- Define the scope, disciplines, and systems of Artificial Intelligence (AI) to establish a foundational understanding of key concepts and terminology.
- Develop AI-ready data strategies that integrate diverse data types, ensure compliance with data governance standards, and manage the data lifecycle effectively.
- Analyze the components of the AI ecosystem, including model architectures and generative-based models.
- Illustrate the complete lifecycle of AI models from problem definition through model development, evaluation, and deployment.
- Apply effective prompt engineering strategies to optimize interactions with generative AI tools for tasks such as content generation, data analysis, and problem-solving.
- Evaluate AI reliability, security, and privacy by assessing performance metrics, detecting and mitigating hallucinations, and implementing risk mitigation strategies.

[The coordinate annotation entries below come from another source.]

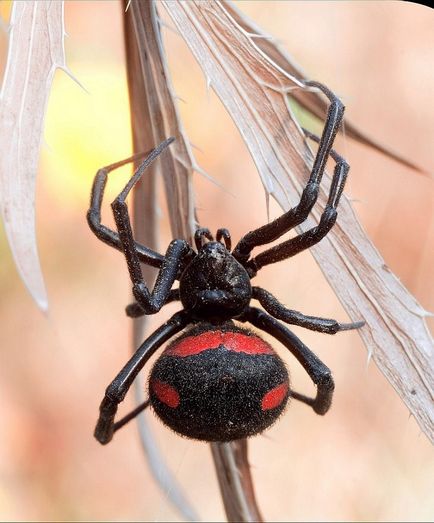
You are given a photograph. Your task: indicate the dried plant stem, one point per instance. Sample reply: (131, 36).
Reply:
(235, 480)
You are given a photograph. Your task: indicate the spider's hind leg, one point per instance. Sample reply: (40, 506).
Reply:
(278, 311)
(319, 373)
(312, 236)
(176, 255)
(101, 231)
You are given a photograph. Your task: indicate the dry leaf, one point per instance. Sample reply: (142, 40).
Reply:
(310, 101)
(254, 91)
(35, 51)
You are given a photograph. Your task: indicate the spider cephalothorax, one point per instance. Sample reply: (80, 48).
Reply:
(219, 381)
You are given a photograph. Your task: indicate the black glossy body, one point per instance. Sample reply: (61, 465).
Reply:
(215, 286)
(213, 394)
(220, 390)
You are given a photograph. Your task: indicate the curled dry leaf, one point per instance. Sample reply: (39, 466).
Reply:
(35, 51)
(255, 92)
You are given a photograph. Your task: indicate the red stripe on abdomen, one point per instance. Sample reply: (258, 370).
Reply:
(235, 341)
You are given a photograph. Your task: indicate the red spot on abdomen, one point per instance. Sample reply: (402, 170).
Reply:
(165, 393)
(235, 341)
(274, 397)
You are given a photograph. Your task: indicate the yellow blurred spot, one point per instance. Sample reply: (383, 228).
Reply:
(84, 130)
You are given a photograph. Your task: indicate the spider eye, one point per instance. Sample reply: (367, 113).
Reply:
(199, 236)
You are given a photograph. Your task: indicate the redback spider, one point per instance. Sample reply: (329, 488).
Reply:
(219, 381)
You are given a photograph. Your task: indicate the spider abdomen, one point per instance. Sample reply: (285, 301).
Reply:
(219, 384)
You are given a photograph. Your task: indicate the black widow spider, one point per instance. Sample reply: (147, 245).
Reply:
(218, 381)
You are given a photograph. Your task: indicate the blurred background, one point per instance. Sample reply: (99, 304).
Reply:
(367, 459)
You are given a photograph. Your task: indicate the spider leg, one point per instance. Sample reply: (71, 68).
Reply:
(116, 391)
(134, 310)
(278, 311)
(177, 252)
(102, 232)
(295, 216)
(319, 373)
(309, 238)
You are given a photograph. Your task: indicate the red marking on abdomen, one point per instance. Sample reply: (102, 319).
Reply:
(165, 393)
(274, 397)
(234, 341)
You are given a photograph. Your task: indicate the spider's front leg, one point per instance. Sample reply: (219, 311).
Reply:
(278, 311)
(319, 373)
(177, 255)
(102, 232)
(116, 391)
(298, 214)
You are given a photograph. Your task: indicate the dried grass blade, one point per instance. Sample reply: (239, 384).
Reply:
(154, 118)
(35, 51)
(254, 91)
(310, 101)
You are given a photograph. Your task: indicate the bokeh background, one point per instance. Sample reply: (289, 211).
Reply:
(367, 459)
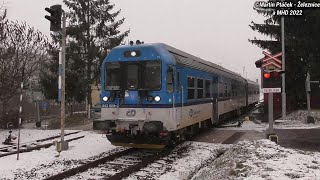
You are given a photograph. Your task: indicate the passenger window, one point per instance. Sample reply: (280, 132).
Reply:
(207, 89)
(191, 88)
(200, 89)
(170, 79)
(178, 82)
(226, 90)
(221, 89)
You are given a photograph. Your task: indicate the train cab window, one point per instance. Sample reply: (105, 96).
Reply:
(112, 76)
(170, 81)
(200, 88)
(132, 76)
(191, 89)
(207, 92)
(152, 75)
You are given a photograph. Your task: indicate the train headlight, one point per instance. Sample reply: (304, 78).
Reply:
(157, 98)
(150, 98)
(105, 98)
(133, 53)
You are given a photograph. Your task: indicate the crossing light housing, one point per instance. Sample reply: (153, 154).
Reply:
(55, 17)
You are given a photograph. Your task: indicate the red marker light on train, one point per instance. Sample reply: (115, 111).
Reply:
(266, 75)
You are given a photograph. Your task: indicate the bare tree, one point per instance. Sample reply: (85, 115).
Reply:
(22, 51)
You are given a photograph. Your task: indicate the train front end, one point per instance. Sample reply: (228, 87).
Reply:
(133, 96)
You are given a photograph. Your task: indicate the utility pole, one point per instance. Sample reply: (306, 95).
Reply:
(56, 12)
(20, 110)
(283, 69)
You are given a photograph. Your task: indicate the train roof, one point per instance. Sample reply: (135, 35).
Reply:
(198, 63)
(189, 60)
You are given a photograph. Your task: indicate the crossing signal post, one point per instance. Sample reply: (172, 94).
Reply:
(270, 67)
(56, 13)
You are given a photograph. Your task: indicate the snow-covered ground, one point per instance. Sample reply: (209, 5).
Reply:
(262, 159)
(259, 159)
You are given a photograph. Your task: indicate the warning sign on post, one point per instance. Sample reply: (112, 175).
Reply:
(271, 90)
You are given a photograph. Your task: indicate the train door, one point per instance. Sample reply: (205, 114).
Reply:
(214, 95)
(178, 96)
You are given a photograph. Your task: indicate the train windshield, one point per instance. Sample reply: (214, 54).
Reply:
(113, 76)
(140, 75)
(152, 75)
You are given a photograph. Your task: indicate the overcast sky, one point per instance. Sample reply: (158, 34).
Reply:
(213, 30)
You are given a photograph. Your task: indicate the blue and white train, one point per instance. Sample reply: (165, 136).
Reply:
(153, 95)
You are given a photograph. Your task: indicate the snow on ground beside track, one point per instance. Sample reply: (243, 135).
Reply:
(185, 160)
(262, 159)
(294, 120)
(40, 164)
(298, 119)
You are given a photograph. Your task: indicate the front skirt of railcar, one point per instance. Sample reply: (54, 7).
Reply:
(140, 140)
(152, 135)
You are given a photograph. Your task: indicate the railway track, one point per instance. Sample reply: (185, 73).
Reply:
(33, 145)
(118, 165)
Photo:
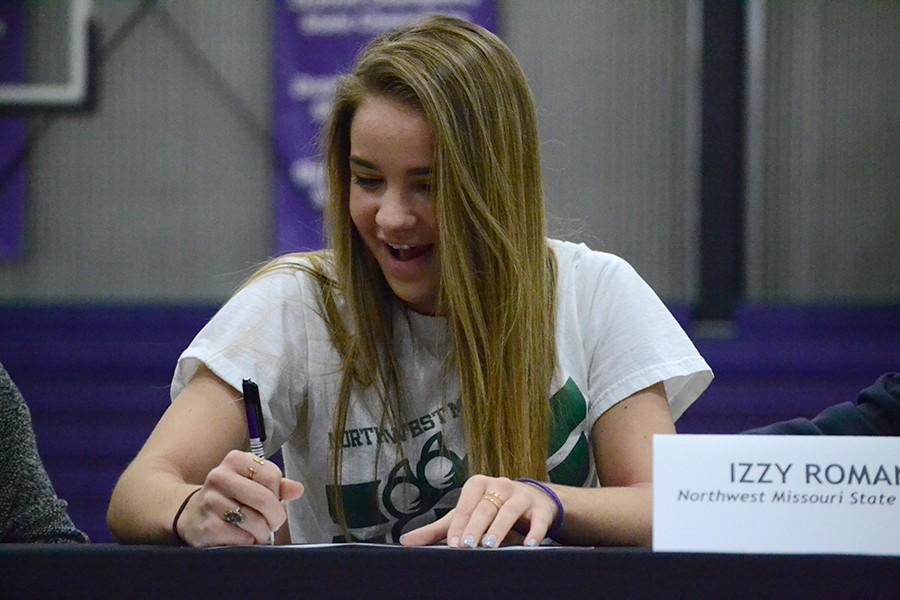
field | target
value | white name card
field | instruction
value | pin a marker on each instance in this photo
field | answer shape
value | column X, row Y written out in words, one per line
column 776, row 494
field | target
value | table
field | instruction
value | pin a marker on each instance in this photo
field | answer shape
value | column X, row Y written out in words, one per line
column 371, row 572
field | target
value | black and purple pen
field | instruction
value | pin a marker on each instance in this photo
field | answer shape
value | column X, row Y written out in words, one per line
column 255, row 426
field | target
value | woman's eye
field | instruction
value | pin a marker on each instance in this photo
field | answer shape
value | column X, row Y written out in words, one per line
column 366, row 183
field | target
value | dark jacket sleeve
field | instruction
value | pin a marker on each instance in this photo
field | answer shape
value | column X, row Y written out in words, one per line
column 29, row 508
column 875, row 412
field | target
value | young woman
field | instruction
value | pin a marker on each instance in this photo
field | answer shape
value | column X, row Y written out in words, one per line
column 443, row 373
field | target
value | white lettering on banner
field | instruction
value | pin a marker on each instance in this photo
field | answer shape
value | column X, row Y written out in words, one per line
column 776, row 494
column 370, row 23
column 304, row 86
column 301, row 5
column 313, row 5
column 309, row 174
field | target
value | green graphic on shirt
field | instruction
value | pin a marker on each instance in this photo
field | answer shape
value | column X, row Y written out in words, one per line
column 437, row 472
column 360, row 504
column 407, row 493
column 569, row 410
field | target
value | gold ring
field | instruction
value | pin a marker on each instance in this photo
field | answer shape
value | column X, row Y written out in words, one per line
column 234, row 516
column 494, row 499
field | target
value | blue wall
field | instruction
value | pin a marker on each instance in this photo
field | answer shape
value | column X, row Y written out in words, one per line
column 96, row 378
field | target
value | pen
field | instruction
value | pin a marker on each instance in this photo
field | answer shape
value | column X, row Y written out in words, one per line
column 256, row 429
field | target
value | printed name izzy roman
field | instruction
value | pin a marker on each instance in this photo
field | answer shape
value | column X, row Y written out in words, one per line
column 813, row 473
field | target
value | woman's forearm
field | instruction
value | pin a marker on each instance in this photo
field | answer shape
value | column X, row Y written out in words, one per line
column 144, row 502
column 611, row 516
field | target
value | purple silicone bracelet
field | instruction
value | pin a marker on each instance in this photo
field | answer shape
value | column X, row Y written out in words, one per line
column 553, row 533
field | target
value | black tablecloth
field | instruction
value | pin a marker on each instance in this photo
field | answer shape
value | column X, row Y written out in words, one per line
column 111, row 571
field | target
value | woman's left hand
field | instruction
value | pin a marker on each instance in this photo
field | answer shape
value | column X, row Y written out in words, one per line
column 488, row 510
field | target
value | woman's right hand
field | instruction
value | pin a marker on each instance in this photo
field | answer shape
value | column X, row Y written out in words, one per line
column 240, row 503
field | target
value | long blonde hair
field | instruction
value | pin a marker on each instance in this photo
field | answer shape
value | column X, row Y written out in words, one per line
column 497, row 275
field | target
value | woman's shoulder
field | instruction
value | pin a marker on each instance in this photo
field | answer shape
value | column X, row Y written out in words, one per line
column 306, row 273
column 577, row 258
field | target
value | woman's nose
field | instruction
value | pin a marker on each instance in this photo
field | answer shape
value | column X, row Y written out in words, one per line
column 394, row 213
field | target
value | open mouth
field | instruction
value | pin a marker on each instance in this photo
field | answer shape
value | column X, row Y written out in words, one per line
column 404, row 252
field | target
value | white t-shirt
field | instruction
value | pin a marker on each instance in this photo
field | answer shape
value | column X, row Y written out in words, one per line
column 614, row 337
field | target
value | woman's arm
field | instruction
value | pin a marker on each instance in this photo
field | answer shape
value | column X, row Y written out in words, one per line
column 620, row 513
column 194, row 446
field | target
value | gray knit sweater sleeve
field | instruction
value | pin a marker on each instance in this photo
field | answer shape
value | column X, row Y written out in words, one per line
column 29, row 508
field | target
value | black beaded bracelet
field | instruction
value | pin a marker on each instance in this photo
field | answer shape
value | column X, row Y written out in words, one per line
column 553, row 532
column 178, row 514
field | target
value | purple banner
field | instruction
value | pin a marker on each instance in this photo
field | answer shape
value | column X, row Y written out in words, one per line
column 315, row 41
column 13, row 134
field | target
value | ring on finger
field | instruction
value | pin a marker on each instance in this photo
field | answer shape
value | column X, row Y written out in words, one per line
column 494, row 499
column 234, row 516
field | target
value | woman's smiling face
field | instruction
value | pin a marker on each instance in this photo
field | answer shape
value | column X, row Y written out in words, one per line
column 390, row 197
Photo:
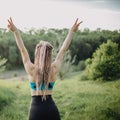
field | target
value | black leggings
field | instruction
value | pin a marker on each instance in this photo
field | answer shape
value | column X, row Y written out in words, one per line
column 43, row 110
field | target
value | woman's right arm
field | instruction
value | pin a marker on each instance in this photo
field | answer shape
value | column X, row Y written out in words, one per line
column 25, row 56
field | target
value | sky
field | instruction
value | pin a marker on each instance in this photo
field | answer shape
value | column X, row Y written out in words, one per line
column 27, row 14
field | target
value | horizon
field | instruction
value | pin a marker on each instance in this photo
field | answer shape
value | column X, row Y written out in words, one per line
column 61, row 14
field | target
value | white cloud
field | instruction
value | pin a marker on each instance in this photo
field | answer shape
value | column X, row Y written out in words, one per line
column 56, row 14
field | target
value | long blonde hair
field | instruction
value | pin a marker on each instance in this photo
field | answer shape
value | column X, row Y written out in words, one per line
column 43, row 60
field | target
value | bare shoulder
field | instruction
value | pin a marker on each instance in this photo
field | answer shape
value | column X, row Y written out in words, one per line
column 30, row 68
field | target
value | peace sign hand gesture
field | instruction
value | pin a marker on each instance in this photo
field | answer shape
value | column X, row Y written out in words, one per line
column 76, row 25
column 11, row 26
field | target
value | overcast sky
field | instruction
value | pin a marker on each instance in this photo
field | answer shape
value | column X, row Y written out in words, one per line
column 26, row 14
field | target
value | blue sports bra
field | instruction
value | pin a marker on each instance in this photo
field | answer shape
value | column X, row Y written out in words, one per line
column 42, row 86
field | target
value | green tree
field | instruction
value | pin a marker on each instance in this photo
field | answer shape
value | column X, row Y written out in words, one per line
column 105, row 63
column 2, row 64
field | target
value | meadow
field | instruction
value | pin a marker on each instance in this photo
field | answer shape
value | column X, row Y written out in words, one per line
column 76, row 99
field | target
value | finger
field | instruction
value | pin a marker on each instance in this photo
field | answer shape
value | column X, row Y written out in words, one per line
column 9, row 22
column 76, row 21
column 11, row 19
column 8, row 26
column 80, row 23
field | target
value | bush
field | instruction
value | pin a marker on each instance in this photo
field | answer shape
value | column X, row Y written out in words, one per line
column 105, row 63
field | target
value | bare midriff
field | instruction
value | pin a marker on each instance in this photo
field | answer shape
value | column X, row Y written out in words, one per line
column 39, row 92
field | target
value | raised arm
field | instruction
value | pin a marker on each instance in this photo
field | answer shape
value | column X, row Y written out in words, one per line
column 58, row 61
column 25, row 57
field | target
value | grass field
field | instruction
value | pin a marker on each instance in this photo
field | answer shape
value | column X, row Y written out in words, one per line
column 76, row 99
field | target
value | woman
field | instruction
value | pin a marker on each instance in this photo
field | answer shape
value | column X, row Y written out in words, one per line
column 42, row 73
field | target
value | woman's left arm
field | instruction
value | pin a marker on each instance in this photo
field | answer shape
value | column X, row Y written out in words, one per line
column 58, row 61
column 24, row 53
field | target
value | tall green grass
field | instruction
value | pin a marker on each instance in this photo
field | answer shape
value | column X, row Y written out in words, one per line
column 76, row 99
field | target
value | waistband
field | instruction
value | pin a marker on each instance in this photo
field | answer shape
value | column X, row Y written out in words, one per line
column 41, row 98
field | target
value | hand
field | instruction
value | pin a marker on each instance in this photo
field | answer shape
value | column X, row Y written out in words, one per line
column 76, row 25
column 11, row 26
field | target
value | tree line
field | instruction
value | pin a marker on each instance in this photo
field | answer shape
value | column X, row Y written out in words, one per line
column 84, row 43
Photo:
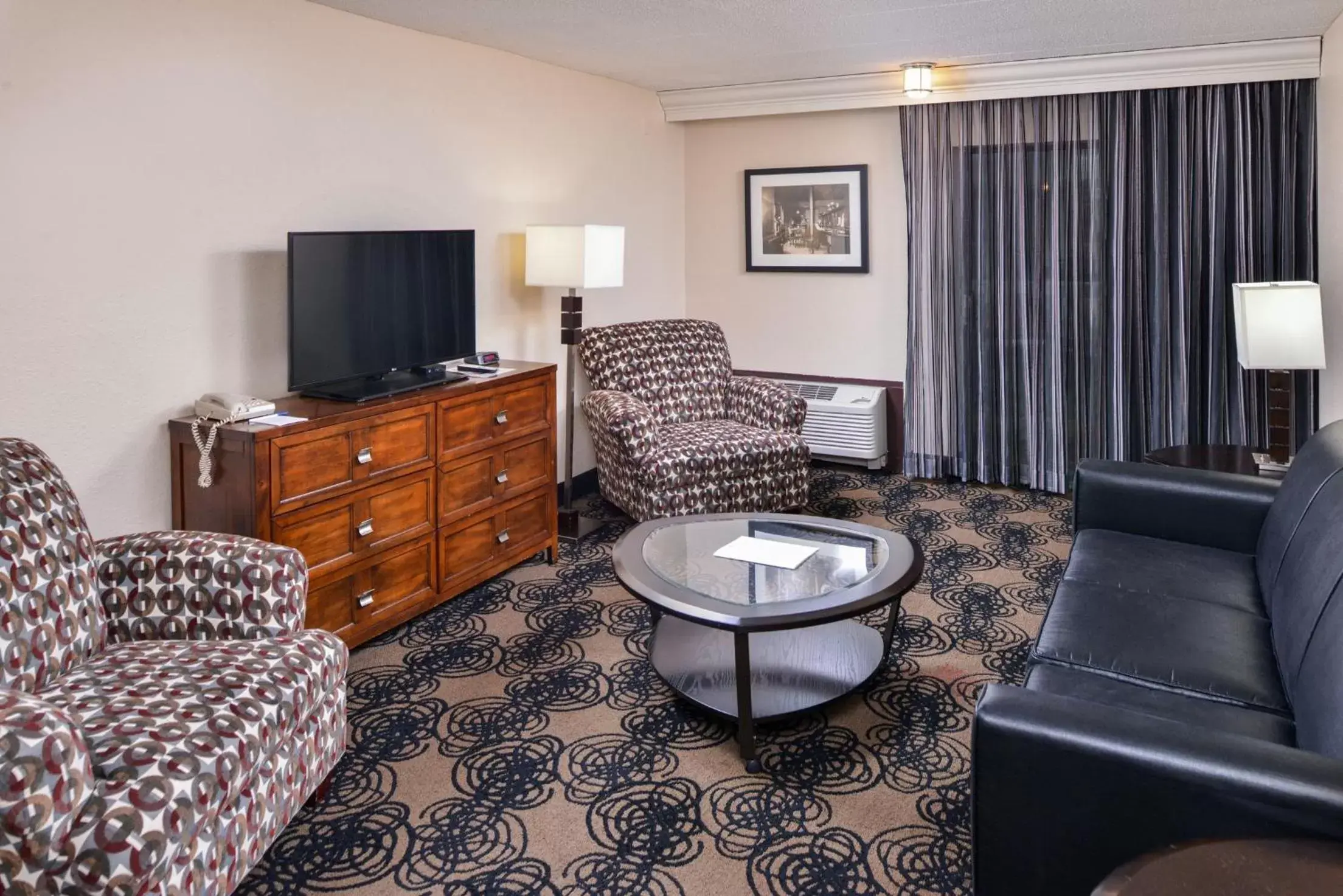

- Integrate responsible and ethical AI principles into all stages of model development and usage to ensure fairness, transparency, and accountability.
- Assess the societal, workforce, and environmental impacts of AI technologies to anticipate potential risks, benefits, and opportunities for innovation.
This introductory course provides a comprehensive foundation in Artificial Intelligence (AI), empowering students to work confidently with AI tools, systems, and methodologies across diverse professional settings. They will explore the scope and key disciplines of AI, including data strategies, model architectures, and the complete AI lifecycle. Through activities, students will apply prompt engineering techniques to enhance content generation, data analysis, and problem-solving. They will also integrate responsible AI principles into their work and be equipped to analyze the societal and workforce impacts of AI technologies across different contexts. By engaging with real-world scenarios and applied projects, students will learn to design, assess, and adapt AI solutions that are effective, fair, and sustainable.